The Heritage index uses information on almost three
dozen important federal programs on which Americans depend for cash income and
other support—including housing assistance, Medicaid, Medicare, Social
Security, unemployment insurance benefits, educational benefits, and
farm-income supports—but it is scarcely a comprehensive measure, inasmuch as
the total number of federal programs with dependents is gigantic at present. Of
course, each such program has government employees and contractors who run it
and hence depend on it to earn much, if not all, of their income. Government
civilian and military retirees add millions more to the ranks.

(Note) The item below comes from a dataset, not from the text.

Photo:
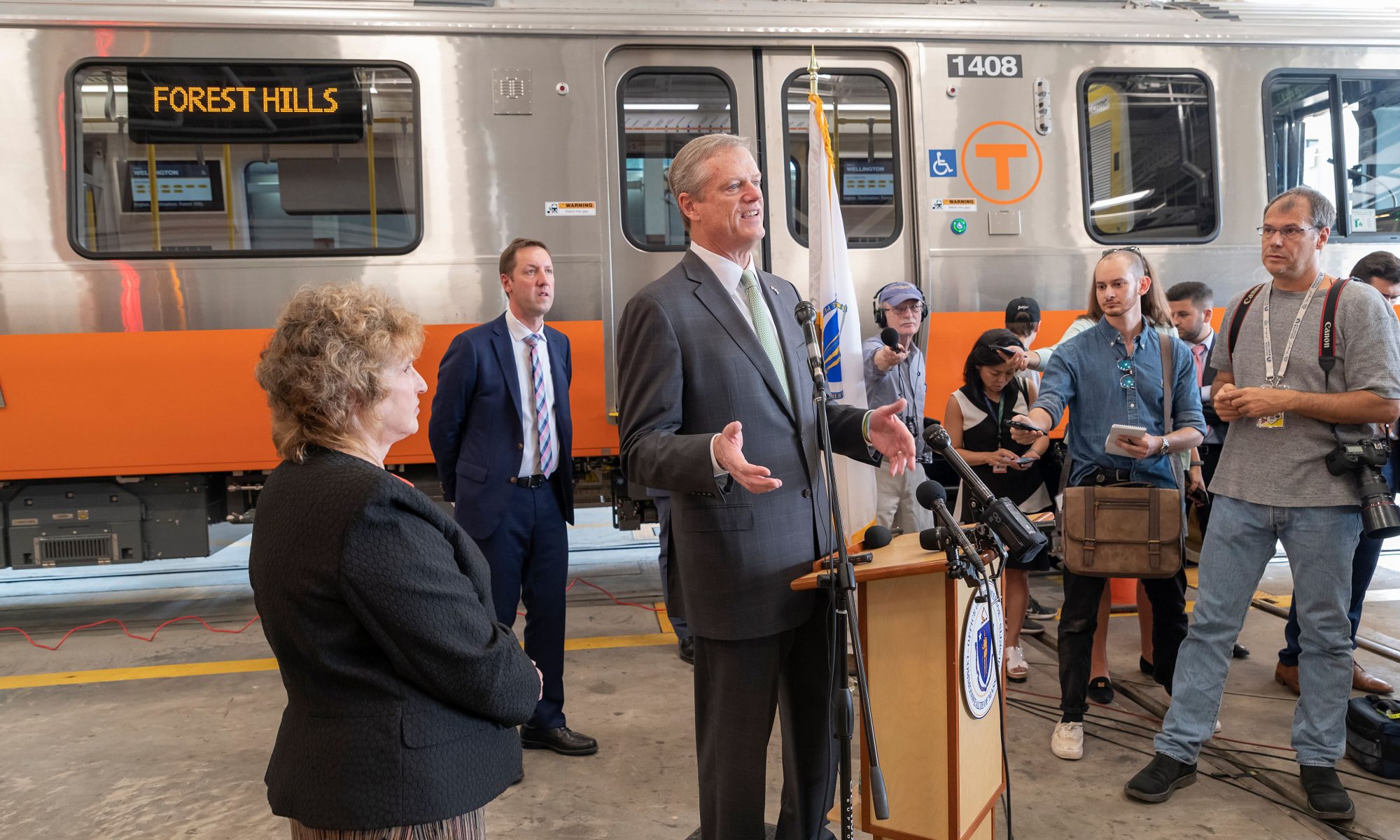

The Heritage researchers found that in 1962, 21.7
million persons depended on the programs they included in their index for
benefits. By 2009, the corresponding number of dependents had grown to 64.3
million. Adding dependents not included in the Heritage study might easily
increase the number to more than 100 million, or to more than a third of the
entire population. Thus, the parasites verge ever closer to outnumbering their
hosts.
It would be a mistake, of course, to lump all of these
dependents into the ruling (exploiting) class. The elderly recipients of
old-age pensions, the recipients of unemployment insurance benefits, and the
beneficiaries of temporary assistance for needy families are, as a rule, as far
from the ruling class as one can get. However, to the extent that those who
depend on government programs for substantial parts of their income enter the
calculus of ruling and being ruled, they are likely to become, in effect,
cyphers. They have approximately zero influence on the real rulers, yet they
exert virtually no weight in opposition to those rulers, either. Fear of losing
their government benefits effectively neutralizes them in regard to opposing
the regime on whose seeming beneficence they rely for significant elements of
their real income. Of course, for whatever voting may be worth, they vote
directly or indirectly in overwhelming proportion for the continuation and
budgetary enlargement of the government programs on which they depend. Hence,
they help to produce seeming legitimacy for those at the top of the ruling
hierarchy—a token of their appreciation for the crumbs their political masters
drop on them.
As the ranks of those dependent on the welfare state
continue to grow, the need for the rulers to pay attention to the ruled
population diminishes. The masters know full well that the sheep will not bolt
the enclosure in which the shepherds are making it possible for them to survive. Every person who becomes
dependent on the state simultaneously becomes one less person who might act in
some way to oppose the existing regime. Thus have modern governments gone
greatly beyond the bread and circuses with which the Roman Caesars purchased
the common people’s allegiance. In these circumstances, it is hardly surprising
that the only changes that occur in the makeup of the ruling elite resemble a
shuffling of the occupants in the first-class cabins of a luxury liner. Never
mind that this liner is the economic and moral equivalent of the Titanic and
that its ultimate fate is no more propitious than was that of the “unsinkable”
ship that went to the bottom a century ago.